How do you work with a C++ function that returns a shared_ptr<T> when calling it from Rust over FFI?

Question

C++

shared_ptr<Foo> create_foo();

Rust

extern "C" {
    pub fn create_foo() -> ???;
}

Bindgen turns a shared_ptr into an opaque blob.

I can't just take the raw pointer because then the C++ code is unaware that I have a reference to Foo and might call its deconstructor.

Answer 1

std::shared_ptr is a C++ class and a non-trivial type that can not be exported as is from a library — you need its definition in your target language to conform to the one in C++. To use FFI you need to provide your library functions with a simple C ABI (the C++ ABI is not stable and may change between compiler versions (as might Rust's ABI)) and I doubt that all of functions related to std::shared_ptr are such, so there is one more obstacle for that.

I'd suggest to return a raw C-pointer from your library instead and own it in Rust.
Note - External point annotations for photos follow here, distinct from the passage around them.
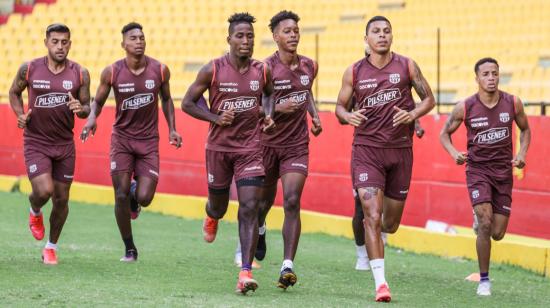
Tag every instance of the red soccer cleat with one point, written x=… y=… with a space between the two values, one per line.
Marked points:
x=246 y=283
x=36 y=224
x=209 y=229
x=49 y=257
x=383 y=293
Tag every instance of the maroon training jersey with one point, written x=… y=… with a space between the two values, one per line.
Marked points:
x=51 y=120
x=291 y=129
x=242 y=92
x=137 y=99
x=378 y=91
x=490 y=133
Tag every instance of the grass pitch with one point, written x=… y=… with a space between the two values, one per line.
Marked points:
x=176 y=268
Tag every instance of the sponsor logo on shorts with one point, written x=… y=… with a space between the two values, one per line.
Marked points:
x=67 y=84
x=252 y=168
x=395 y=78
x=381 y=98
x=137 y=101
x=298 y=97
x=51 y=100
x=492 y=135
x=254 y=85
x=504 y=117
x=40 y=84
x=304 y=80
x=149 y=84
x=239 y=104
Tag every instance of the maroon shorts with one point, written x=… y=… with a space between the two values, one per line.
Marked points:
x=222 y=166
x=280 y=161
x=58 y=160
x=387 y=169
x=140 y=157
x=484 y=188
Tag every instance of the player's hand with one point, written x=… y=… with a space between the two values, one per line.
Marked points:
x=402 y=116
x=23 y=119
x=460 y=157
x=316 y=129
x=290 y=106
x=226 y=118
x=518 y=162
x=356 y=117
x=88 y=129
x=74 y=104
x=175 y=139
x=269 y=125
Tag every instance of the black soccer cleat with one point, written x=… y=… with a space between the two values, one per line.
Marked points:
x=287 y=279
x=261 y=248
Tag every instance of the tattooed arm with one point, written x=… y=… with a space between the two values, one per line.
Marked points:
x=423 y=90
x=16 y=96
x=453 y=122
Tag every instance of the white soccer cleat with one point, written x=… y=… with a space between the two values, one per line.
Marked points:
x=484 y=288
x=362 y=264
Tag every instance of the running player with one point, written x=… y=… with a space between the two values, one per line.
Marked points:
x=382 y=148
x=488 y=117
x=58 y=88
x=137 y=80
x=237 y=86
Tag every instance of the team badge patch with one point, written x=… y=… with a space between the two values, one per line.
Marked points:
x=304 y=80
x=254 y=85
x=395 y=78
x=504 y=117
x=149 y=84
x=67 y=84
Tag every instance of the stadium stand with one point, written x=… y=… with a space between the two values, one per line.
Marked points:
x=186 y=34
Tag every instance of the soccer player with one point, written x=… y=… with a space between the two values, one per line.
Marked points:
x=286 y=151
x=137 y=81
x=488 y=117
x=58 y=89
x=237 y=86
x=382 y=148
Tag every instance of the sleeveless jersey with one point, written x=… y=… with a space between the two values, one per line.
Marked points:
x=51 y=120
x=136 y=99
x=291 y=129
x=489 y=133
x=378 y=91
x=242 y=92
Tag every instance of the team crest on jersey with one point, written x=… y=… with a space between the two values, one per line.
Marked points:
x=504 y=117
x=254 y=85
x=149 y=84
x=395 y=78
x=67 y=84
x=304 y=80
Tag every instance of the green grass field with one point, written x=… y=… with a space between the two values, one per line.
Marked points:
x=176 y=268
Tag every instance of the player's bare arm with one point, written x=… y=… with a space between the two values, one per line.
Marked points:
x=267 y=102
x=194 y=94
x=344 y=111
x=101 y=96
x=81 y=105
x=16 y=96
x=422 y=88
x=168 y=108
x=453 y=123
x=524 y=135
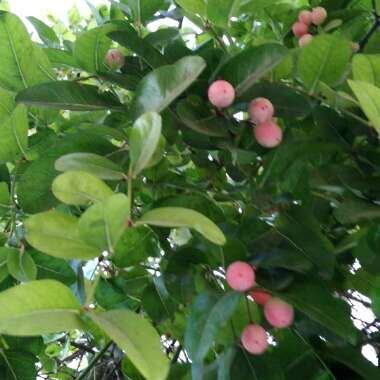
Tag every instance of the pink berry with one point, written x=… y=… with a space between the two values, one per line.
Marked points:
x=305 y=17
x=240 y=276
x=261 y=297
x=279 y=313
x=115 y=59
x=261 y=110
x=305 y=39
x=254 y=339
x=299 y=29
x=268 y=134
x=221 y=94
x=318 y=16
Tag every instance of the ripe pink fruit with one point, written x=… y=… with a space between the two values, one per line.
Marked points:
x=221 y=94
x=261 y=297
x=115 y=59
x=305 y=17
x=254 y=339
x=305 y=39
x=240 y=276
x=299 y=29
x=318 y=16
x=279 y=313
x=268 y=134
x=261 y=110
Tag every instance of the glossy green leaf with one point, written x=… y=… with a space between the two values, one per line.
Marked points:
x=209 y=313
x=132 y=333
x=22 y=64
x=325 y=59
x=45 y=32
x=94 y=164
x=326 y=309
x=143 y=140
x=79 y=188
x=91 y=47
x=21 y=265
x=57 y=235
x=247 y=67
x=162 y=86
x=103 y=223
x=182 y=217
x=369 y=99
x=366 y=68
x=68 y=96
x=38 y=307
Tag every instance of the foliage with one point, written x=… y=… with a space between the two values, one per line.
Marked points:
x=124 y=194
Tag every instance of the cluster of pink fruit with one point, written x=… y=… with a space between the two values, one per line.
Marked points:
x=267 y=132
x=305 y=18
x=241 y=277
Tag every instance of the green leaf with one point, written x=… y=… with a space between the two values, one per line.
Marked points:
x=209 y=313
x=325 y=59
x=327 y=310
x=182 y=217
x=103 y=223
x=133 y=334
x=143 y=140
x=22 y=63
x=94 y=164
x=49 y=267
x=68 y=96
x=247 y=67
x=57 y=235
x=135 y=246
x=127 y=36
x=45 y=32
x=162 y=86
x=21 y=265
x=38 y=307
x=369 y=99
x=220 y=12
x=79 y=188
x=366 y=68
x=91 y=47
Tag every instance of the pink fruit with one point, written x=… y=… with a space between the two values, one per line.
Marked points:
x=305 y=39
x=261 y=110
x=221 y=94
x=261 y=297
x=115 y=59
x=268 y=134
x=240 y=276
x=279 y=313
x=254 y=339
x=318 y=16
x=305 y=17
x=299 y=29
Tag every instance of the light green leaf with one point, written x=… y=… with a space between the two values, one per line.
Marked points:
x=22 y=64
x=182 y=217
x=209 y=313
x=79 y=188
x=140 y=341
x=325 y=59
x=38 y=307
x=21 y=265
x=366 y=68
x=369 y=99
x=57 y=235
x=94 y=164
x=103 y=223
x=160 y=87
x=143 y=140
x=68 y=96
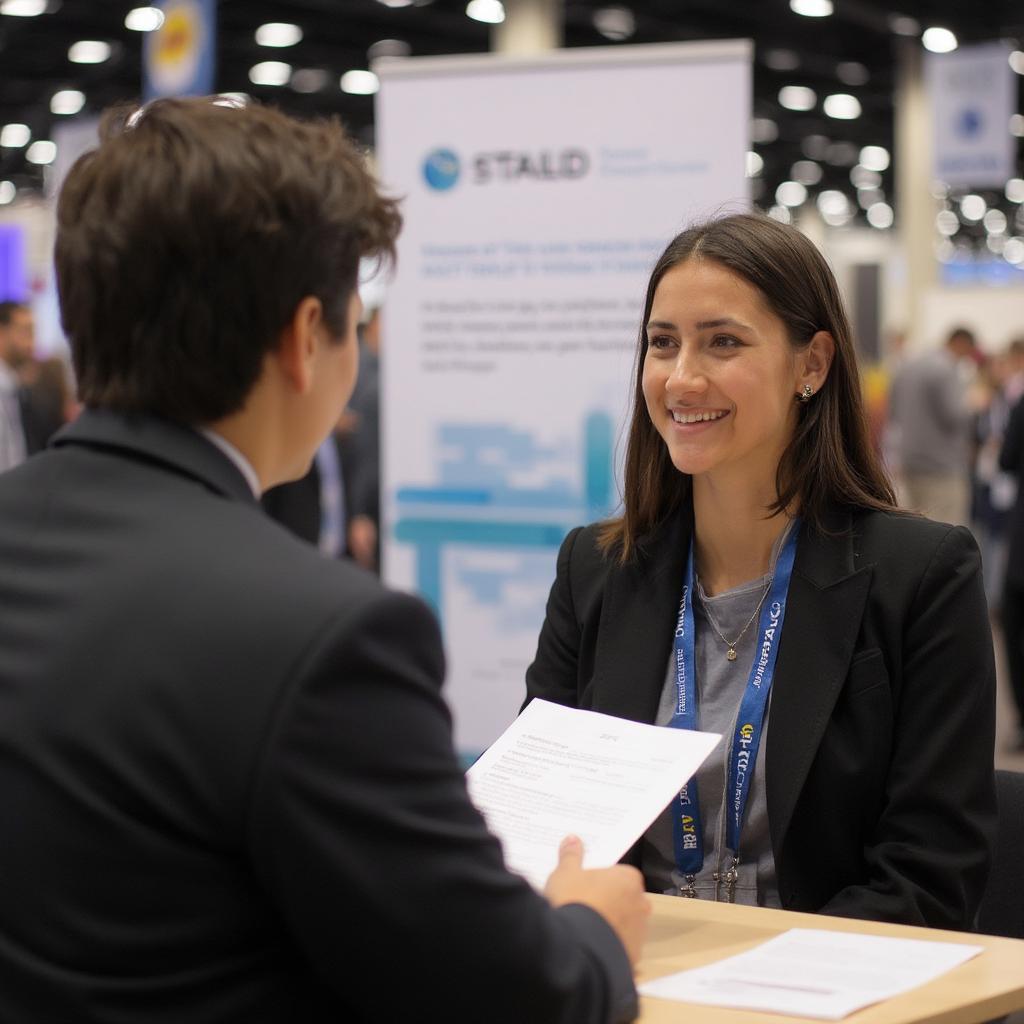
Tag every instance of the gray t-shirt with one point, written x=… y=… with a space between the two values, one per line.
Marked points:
x=720 y=686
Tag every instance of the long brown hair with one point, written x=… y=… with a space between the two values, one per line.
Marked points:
x=829 y=460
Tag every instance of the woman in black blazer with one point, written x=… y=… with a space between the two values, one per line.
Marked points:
x=761 y=583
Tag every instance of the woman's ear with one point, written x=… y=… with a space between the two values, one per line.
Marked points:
x=296 y=347
x=815 y=361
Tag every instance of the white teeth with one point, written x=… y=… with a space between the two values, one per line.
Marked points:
x=680 y=417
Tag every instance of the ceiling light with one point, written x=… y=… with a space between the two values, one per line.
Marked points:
x=615 y=24
x=67 y=101
x=833 y=201
x=279 y=34
x=13 y=136
x=903 y=26
x=852 y=73
x=388 y=48
x=359 y=83
x=1013 y=252
x=797 y=97
x=236 y=100
x=875 y=158
x=806 y=172
x=270 y=73
x=880 y=215
x=488 y=11
x=939 y=40
x=764 y=130
x=842 y=105
x=791 y=194
x=144 y=18
x=994 y=221
x=781 y=60
x=973 y=207
x=41 y=152
x=89 y=51
x=23 y=8
x=309 y=80
x=811 y=8
x=842 y=154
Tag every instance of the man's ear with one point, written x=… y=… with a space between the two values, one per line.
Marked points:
x=296 y=349
x=816 y=361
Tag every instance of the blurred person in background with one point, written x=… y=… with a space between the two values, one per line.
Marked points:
x=226 y=769
x=25 y=422
x=1012 y=462
x=360 y=450
x=931 y=414
x=992 y=489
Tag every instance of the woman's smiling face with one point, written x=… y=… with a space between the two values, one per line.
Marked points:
x=720 y=376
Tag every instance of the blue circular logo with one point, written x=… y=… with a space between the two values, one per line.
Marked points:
x=440 y=169
x=969 y=123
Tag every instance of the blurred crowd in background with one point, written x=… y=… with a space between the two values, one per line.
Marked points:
x=942 y=419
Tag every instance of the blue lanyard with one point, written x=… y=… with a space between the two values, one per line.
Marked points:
x=687 y=832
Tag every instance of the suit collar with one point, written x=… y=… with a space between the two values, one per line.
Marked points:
x=824 y=609
x=173 y=445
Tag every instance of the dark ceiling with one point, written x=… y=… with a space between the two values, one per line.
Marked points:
x=338 y=35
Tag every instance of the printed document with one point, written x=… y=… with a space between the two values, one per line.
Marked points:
x=813 y=973
x=558 y=771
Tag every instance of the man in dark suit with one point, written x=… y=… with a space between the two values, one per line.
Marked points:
x=226 y=776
Even in C++, to load a C++ library you provide C-ABI functions (via extern C) to gain access to a pointer of your type and then you use it in C++ as how as you want.

So, a few points:

1. Return a raw C pointer from a function without name mangling so that we know its name and can link to it:

   extern "C" Foo* create_foo();
   

2. Add a deleter which knows how to properly deallocate the object:

   extern "C" void delete_foo(Foo *);
   

3. Let the library user (Rust) decide how to own it, for example, by boxing the value and using it with atomic reference counter via std::sync::Arc (as std::shared_ptr does):

   extern "C" {
       fn create_foo() -> *mut Foo;
       fn delete_foo(p: *mut Foo);
   }
   
   struct MyFoo {
       raw: *mut Foo,
   }
   
   impl MyFoo {
       fn new() -> MyFoo {
           unsafe { MyFoo { raw: create_foo() } }
       }
   }
   
   impl Drop for MyFoo {
       fn drop(&mut self) {
           unsafe {
               delete_foo(self.raw);
           }
       }
   }
   
   fn main() {
       use std::sync::Arc;
   
       let value = Arc::new(MyFoo::new());
       let another_value = value.clone();
       println!("Shared counter: {}", Arc::strong_count(&value));
   }
   

4. Let the C++ side forget about owning this pointer - you can't rely on it if it is used from outside the library and you give a raw pointer to it.

If you don't have any access to the library sources, can't do anything with it: the std::shared_ptr object will not release the pointer ever and we can't make it not to delete the pointer.

Answer 2

I can't just take the raw pointer because then the C++ code is unaware that I have a reference to Foo and might calls it's deconstructor.

Yes and no. With your actual example. C++ will give ownership of the shared_ptr to the one who called create_foo, so C++ knows that there is still something that owns the pointer.

You need to add a get function that will get the value for you without losing ownership of the pointer, something like this:

extern "C" {
    std::shared_ptr<Foo> create_foo() {
        // do the thing
    }
    /* or maybe this
    std::shared_ptr<Foo> &&create_foo() {
        // do the thing
    }
    */

    Foo *get_foo(std::shared_ptr<Foo> &foo) {
        foo.get();
    }

    void destroy_foo(std::shared_ptr<Foo> foo) {
    }
    /* or maybe this
    void destroy_foo(std::shared_ptr<Foo> &&foo) {
    }
    */
}

Also shared_ptr<Foo> is not valid C, so I don't know if bindgen and C++ with accept this (probably a warning) but that is already present in your code.

On the Rust side, you could do this:

// must be generated by bindgen and this might create a lot of problems
// this need to be the same struct as the shared_ptr on the C++ side.
// if even one octet is not correct you will run into bugs
// BE SURE that bindgen don't implement Copy for this
struct shared_ptr<T>; 

struct Foo(i32);

extern "C" {
    fn create_foo() -> shared_ptr<Foo>;

    fn get_foo(foo: &shared_ptr<Foo>) -> *mut Foo;

    fn destroy_foo(foo: shared_ptr<Foo>);
}

fn main() {
    unsafe {
        let my_shared_foo = create_foo();
        let foo = get_foo(&my_shared_foo);
        (*foo).0;
        destroy_foo(my_shared_foo);
    }
}

Of course this is just an example, and nothing is really safe in any of this. And as I can't test, please let me know if I wrote something that doesn't work. bindgen should do the job.